As I read through your question and some of your comments, I get the impression that this faculty member has already done some work on your paper, presumably believing that he would be a co-author.
If so, I think it would be wrong to submit a solo paper with his improvements incorporated into the work. If you want to be sole author, then you should do ALL the work, including the proofreading, etc. – or at least have let the professor know up front that he would only be listed under the acknowledgements, so he could make an informed decision about whether or not it would be worth his time and effort to make those improvements. Proofreading and correcting is not a trivial feat.
More importantly, though, your question reminds me of a similar situation I experienced during graduate school. During a computer graphics course, my lab partner and I did a lot of work on an algorithm, and we ended up getting a paper published. Our instructor was also listed as a third author.

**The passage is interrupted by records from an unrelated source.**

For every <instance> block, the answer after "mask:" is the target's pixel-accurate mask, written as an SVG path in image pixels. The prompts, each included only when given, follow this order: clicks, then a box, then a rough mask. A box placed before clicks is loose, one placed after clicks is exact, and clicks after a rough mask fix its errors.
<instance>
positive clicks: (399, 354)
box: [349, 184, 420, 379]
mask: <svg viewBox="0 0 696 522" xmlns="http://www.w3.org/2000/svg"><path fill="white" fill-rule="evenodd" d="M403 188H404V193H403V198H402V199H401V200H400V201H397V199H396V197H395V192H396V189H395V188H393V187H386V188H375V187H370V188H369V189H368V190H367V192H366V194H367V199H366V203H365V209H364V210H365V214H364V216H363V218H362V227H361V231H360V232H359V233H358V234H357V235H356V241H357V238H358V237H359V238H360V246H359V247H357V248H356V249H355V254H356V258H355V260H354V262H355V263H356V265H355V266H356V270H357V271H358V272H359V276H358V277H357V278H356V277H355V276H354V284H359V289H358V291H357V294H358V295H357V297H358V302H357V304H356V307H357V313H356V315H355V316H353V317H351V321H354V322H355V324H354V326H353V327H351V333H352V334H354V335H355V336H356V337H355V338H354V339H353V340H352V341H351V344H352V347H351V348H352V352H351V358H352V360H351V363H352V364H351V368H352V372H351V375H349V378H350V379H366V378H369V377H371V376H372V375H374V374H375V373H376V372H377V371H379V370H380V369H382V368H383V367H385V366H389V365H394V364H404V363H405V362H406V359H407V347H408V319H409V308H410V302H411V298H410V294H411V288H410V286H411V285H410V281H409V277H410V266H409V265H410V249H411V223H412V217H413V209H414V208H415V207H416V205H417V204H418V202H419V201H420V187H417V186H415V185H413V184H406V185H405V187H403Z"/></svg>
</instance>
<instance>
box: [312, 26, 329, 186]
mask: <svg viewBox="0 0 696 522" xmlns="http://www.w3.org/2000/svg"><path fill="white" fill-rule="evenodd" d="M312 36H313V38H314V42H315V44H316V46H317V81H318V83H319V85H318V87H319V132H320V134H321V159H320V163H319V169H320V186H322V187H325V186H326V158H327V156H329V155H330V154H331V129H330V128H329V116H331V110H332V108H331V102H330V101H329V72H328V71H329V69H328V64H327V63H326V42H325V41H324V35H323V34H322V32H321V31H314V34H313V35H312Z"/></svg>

My partner and I developed and tested the algorithm, and our instructor did little but give us the problem. Did I feel slighted? No, and in hindsight, I now better understand his vital role in our work. These problems don't just pop up like dandelions, or infiltrate our email like spam – they are usually the result of extensive study, along with collaborative research with industry. In other words, without us students, he wouldn't have had an answer, but, without our instructor, we would not have had a problem of any meaningful significance.
If I see an IEEE paper with two authors, instead of presuming that the work was split evenly between those two, I'd probably assume that one author's principle role was to identify the problem, while the other worked the solution. That's so common that it's almost a given – such symbiotic relationships are ubiquitous in academia.
In other words, I think you misunderstand the nature of coauthorship in research. Your instructor thought the work you did was good enough for the two of you to get something published together. You ought to be appreciative of his guidance, happily put his name alongside yours, and get off to a good start in the realm of academic research.